Jeffery Francis as Don Anchise, the lusty Podestà always after the latest woman who has caught his eye, had a surprisingly lean voice despite his swagger. His smirk also got quite unbearable after awhile. The saucy and would-be sexy chambermaid Serpetta, sung by Sunhae Im, with her lace-up boots, cigarettes, and a habit of straddling chairs backwards, was a bit strident if fun to watch.

Nevertheless, the loyal if slightly silly manservant Nardo loves her, in a buffa role filled superbly by Michael Nagy. A country bumpkin who declares his love while carrying around piles of plates and getting tangled in extension cords, he had a big voice and was obviously the audience favorite.
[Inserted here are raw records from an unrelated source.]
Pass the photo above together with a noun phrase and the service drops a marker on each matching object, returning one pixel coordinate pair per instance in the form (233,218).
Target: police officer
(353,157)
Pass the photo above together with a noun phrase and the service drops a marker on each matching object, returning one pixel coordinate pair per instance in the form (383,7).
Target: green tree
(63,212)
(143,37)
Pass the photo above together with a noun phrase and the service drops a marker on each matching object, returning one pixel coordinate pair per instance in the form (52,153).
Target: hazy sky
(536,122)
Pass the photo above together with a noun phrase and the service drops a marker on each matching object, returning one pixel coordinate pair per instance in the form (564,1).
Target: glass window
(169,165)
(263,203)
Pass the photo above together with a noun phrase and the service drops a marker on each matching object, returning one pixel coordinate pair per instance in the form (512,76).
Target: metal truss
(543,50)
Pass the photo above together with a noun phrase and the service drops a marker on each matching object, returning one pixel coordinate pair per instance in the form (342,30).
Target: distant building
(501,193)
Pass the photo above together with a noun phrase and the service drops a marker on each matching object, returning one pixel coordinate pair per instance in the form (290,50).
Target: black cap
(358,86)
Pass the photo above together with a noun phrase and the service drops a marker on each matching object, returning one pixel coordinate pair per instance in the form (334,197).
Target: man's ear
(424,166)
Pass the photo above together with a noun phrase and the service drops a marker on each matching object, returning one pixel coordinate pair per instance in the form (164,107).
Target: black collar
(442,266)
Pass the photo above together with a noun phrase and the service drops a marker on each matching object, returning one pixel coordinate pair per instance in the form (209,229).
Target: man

René Jacobs proved that paying attention to every single note in a more than three-hour-long opera can provide a luster that is often lacking in baroque orchestras. The Freiburger Barockorchester was clear and clean. Especially the basso continuo group, including the surprising sound of a fortepiano, was wonderfully expressive. The emotional nuances of the recitatives were carefully underlined.

The giardiniera wanders around with a blood-stained wedding dress and her garden sheers: symbols of the wounds we carry with us in our love relationships and the (sometimes laughable) tools we use to fight back? This is definitely a tale about women who are trying to be resilient and men who aren’t quite sure how to be effective.

In the end, everyone gets the one they love (or deserve). Only the old padrone is left standing. He’ll still have to wait for some pretty spring chicken to show up. With his cigar, grin and Mussolini jodhpurs, I’m sure he’ll have no trouble finding her.